Hello everyone, first time poster here on r/robotics . I am currently in a robotics class in college and as part of a final project we were asked to create MATLAB functions to solve forward and inverse kinematics cases for a 3 link planar manipulator.
For forward kinematics we were given three cases–the theta joint variables for each case, theta 1,2, and 3,–and were asked to find the matrix that described the position and orientation of the end effector with respect to the base frame for each case.
For inverse kinematics, we were given 4 matrices that described the position and orientation of the end effector with respect to the base frame, and were asked to find the joint variables–thetas 1,2, and 3–and return all of the solutions for each case. For this configuration, there are 2 solutions, elbow up and elbow down for the same end effector position.
Before I go on, I will say I did finish the project the non-brute-force-method way. So that means drawing out the configuration by hand and using trigonometric relationships to create governing equations to then create functions in MATLAB to solve the inverse kinematics.
My forward kinematics function will give you the end effector frame w.r.t. the base frame, for both real and symbolic variables, for any configuration, and that’s the easy part.
But I had a second thought today. Couldn’t you brute force your way to finding the solutions?

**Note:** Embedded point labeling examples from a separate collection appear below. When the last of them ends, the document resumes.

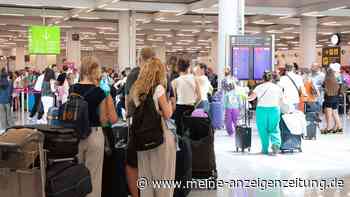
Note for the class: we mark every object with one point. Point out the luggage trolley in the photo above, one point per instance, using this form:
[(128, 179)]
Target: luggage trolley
[(18, 153)]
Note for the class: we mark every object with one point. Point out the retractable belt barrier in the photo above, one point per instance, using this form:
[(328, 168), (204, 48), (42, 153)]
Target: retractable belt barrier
[(24, 93)]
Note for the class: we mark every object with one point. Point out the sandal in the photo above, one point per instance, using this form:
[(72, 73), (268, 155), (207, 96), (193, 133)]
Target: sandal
[(339, 130)]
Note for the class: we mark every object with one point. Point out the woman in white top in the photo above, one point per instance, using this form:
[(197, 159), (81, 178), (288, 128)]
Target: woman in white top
[(158, 163), (268, 113), (187, 93), (205, 87)]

Here was my approach, and this is for this specific configuration only. Although, I could change it to brute force it for any configuration, but we’ll get in to that in just a second.
First, know what your configuration is, assign your frames, and make a DH table. Input the matrix that describes the position and orientation of the end effector with respect to to the base frame that you want to perform inverse kinematics on.
Second, if you don’t have any limiting factors for the joints (such as theta 1 can only move between -30 and 30 degrees and so on…), create 3 nested for-loops (that’s one for each link) that each count from 0 to 360, with an itterative resolution of your choice, such as itterate every 0.001 degrees.
Third, plug in the theta values and known link lengths (a values) into the forward kinematics function to obtain the matrix that describes the position and orientation of the end effector with respect to the base frame.
Fourth, compare that matrix with the matrix that you entered into the function. If your boolean return is true, store those theta values in a vector, and check the next combination of theta values. If the boolean returned a false, disregard those theta values.
What you end up doing here is brute-forcing your way to the solutions of the theta values for the links. And maybe something caught your eye, THE SIZE OF THOSE FOR-LOOPS. Yep, that’s right, even if you were going by 1 degree intervals, that’s almost 47 million loops. For a fine-tuned itteration like checking every 0.001 degrees, lets not talk about it…
But that fact is, it works! I ran it with 10 degree intervals for a configuration where I knew what the theta values were for both solutions, and it returned the correct solutions!
Again, this one is only functional for the 3-link planar manipulator in my project. But I’m fairly certain I could expand it to work for any configuration.
I can’t seem to find anything about using this type of method to solve inverse kinematics, have any of you heard of or tried this approach? I realize that its computationally exhaustive and inefficient, but…it works. Anyways, I’m just looking to get some feedback, let me know what your ideas/opinions are with an approach like this.